RBI staff diagnoses and treats conditions such as attention-deficit disorder, ADD/ADHD.


Children: The basic categories of symptoms in children are inattention, hyperactivity, and impulsivity, often referred to as Attention Deficit Hyperactivity Disorder (ADHD). Does your child have ADHD? Download the latest child behavioral tools via this UTHSC link.

 

ADULTS & ADOLESCENTS: Scroll down and use the helpful tool at the bottom of this page that is more designed for you.

 

People are increasingly referring to the adult form of the disorder as ADD, because symptoms of hyperactivity (the "H" in ADHD) tend to diminish with age, often taking the form of restlessness or irritability, fidgetiness and difficulty engaging in quiet activities.
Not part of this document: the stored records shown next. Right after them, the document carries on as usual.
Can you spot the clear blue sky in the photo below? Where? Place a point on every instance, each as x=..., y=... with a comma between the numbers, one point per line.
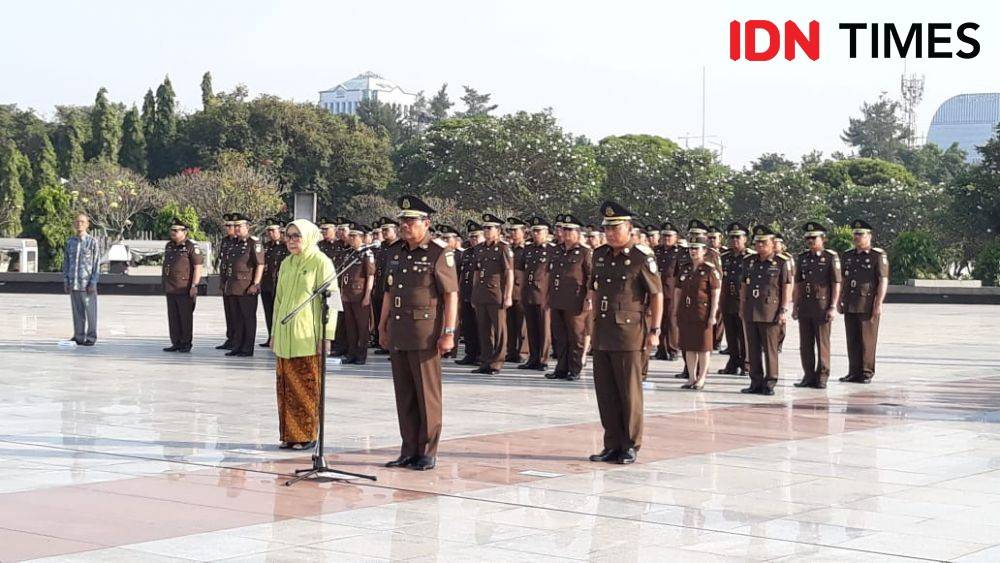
x=604, y=67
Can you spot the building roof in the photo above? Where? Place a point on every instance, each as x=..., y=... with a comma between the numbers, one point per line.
x=967, y=119
x=367, y=81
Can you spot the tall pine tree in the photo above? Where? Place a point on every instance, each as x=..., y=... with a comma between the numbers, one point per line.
x=148, y=114
x=207, y=96
x=46, y=167
x=69, y=150
x=11, y=192
x=161, y=143
x=476, y=104
x=106, y=131
x=133, y=153
x=440, y=104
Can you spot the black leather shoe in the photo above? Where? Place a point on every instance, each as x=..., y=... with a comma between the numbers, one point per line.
x=605, y=455
x=423, y=463
x=401, y=461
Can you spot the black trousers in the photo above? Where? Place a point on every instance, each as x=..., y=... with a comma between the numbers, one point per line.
x=762, y=348
x=736, y=341
x=376, y=307
x=516, y=333
x=229, y=308
x=180, y=317
x=267, y=299
x=470, y=330
x=246, y=323
x=814, y=340
x=862, y=336
x=536, y=320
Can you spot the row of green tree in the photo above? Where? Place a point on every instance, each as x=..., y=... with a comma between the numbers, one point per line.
x=132, y=168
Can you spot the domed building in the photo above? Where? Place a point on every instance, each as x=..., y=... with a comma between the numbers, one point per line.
x=345, y=97
x=967, y=119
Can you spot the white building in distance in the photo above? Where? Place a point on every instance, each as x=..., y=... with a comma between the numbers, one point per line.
x=345, y=97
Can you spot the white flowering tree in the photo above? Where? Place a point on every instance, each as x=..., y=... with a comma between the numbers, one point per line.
x=659, y=181
x=111, y=196
x=522, y=162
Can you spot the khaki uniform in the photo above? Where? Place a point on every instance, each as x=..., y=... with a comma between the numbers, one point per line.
x=357, y=315
x=666, y=257
x=493, y=261
x=275, y=253
x=864, y=272
x=764, y=284
x=179, y=261
x=714, y=256
x=516, y=334
x=569, y=272
x=246, y=255
x=816, y=274
x=622, y=284
x=228, y=303
x=534, y=297
x=731, y=304
x=335, y=250
x=782, y=331
x=467, y=313
x=695, y=286
x=378, y=289
x=417, y=280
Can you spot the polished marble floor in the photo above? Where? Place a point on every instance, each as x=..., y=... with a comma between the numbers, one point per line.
x=121, y=452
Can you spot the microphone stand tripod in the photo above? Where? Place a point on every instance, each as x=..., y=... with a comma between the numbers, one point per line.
x=319, y=466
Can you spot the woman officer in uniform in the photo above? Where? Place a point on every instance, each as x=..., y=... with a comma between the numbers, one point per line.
x=696, y=300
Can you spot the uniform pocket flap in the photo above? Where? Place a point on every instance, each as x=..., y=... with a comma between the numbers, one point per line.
x=424, y=314
x=627, y=317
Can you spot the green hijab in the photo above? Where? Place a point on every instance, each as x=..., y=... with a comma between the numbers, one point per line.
x=299, y=276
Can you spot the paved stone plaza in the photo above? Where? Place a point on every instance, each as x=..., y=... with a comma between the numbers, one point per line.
x=122, y=452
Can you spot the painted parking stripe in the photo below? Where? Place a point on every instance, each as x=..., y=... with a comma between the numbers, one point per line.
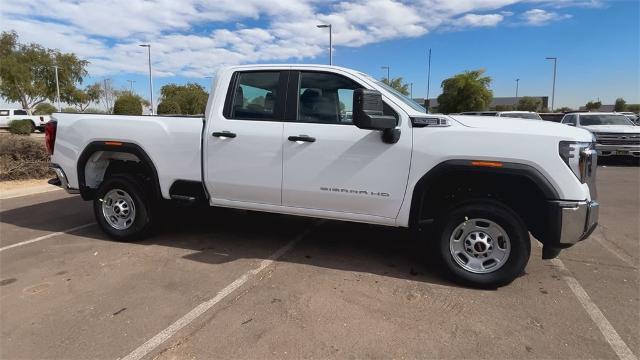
x=45, y=237
x=610, y=334
x=167, y=333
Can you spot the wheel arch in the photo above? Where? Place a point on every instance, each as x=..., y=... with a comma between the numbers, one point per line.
x=450, y=173
x=124, y=151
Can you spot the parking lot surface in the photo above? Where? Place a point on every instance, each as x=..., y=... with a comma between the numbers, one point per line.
x=222, y=283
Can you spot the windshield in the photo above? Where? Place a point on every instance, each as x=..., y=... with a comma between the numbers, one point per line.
x=414, y=105
x=604, y=120
x=532, y=116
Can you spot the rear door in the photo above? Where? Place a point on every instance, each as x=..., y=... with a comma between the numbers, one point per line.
x=244, y=141
x=329, y=163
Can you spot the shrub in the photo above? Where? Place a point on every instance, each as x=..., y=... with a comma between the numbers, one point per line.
x=21, y=127
x=169, y=107
x=44, y=109
x=23, y=158
x=127, y=104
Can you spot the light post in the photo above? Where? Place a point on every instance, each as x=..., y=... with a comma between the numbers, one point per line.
x=553, y=91
x=57, y=88
x=131, y=82
x=429, y=81
x=517, y=83
x=388, y=72
x=148, y=46
x=322, y=26
x=210, y=82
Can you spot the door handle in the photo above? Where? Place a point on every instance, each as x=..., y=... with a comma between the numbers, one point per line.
x=305, y=138
x=224, y=134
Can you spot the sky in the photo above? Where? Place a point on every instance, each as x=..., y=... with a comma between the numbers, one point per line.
x=597, y=42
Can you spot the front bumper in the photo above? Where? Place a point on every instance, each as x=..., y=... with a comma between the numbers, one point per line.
x=62, y=178
x=569, y=223
x=578, y=221
x=609, y=150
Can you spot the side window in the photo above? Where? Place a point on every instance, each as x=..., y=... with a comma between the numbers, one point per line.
x=325, y=98
x=255, y=96
x=569, y=119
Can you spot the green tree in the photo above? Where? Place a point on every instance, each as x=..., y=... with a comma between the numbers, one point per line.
x=398, y=84
x=27, y=73
x=168, y=107
x=44, y=109
x=504, y=108
x=593, y=105
x=127, y=104
x=191, y=97
x=468, y=91
x=633, y=107
x=81, y=99
x=528, y=103
x=620, y=105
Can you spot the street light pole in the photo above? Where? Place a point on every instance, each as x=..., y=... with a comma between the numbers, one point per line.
x=57, y=88
x=517, y=83
x=388, y=71
x=553, y=91
x=330, y=40
x=148, y=46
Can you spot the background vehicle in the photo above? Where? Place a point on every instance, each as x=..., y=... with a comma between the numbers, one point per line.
x=632, y=116
x=7, y=115
x=512, y=114
x=615, y=134
x=279, y=138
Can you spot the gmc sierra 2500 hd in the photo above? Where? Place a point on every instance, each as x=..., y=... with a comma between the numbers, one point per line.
x=334, y=143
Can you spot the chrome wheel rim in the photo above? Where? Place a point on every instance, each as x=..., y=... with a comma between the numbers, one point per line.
x=479, y=246
x=118, y=209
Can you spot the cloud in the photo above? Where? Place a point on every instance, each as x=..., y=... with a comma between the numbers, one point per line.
x=195, y=37
x=538, y=17
x=475, y=20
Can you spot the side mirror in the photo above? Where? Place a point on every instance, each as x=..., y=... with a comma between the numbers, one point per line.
x=368, y=112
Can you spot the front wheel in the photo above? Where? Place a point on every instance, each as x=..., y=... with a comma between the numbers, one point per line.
x=122, y=208
x=484, y=243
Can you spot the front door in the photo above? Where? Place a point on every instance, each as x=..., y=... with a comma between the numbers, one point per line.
x=244, y=141
x=329, y=163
However, ADHD and ADD can apply to both children and adults, and many variants of the disorder exists requiring an experienced professional's assessment and treatment inclusive of counseling and medication.

 

Until the 1970s, it was believed that ADHD was strictly a childhood disorder, and that children outgrew it in adolescence. Only gradually was it realized that while the hyperactivity component may diminish, the attention and impulsive aspects can persist into adulthood.

 

Symptoms commonly associated with Adult ADD include: lack of focus, disorganization, restlessness, difficulty finishing projects, losing things.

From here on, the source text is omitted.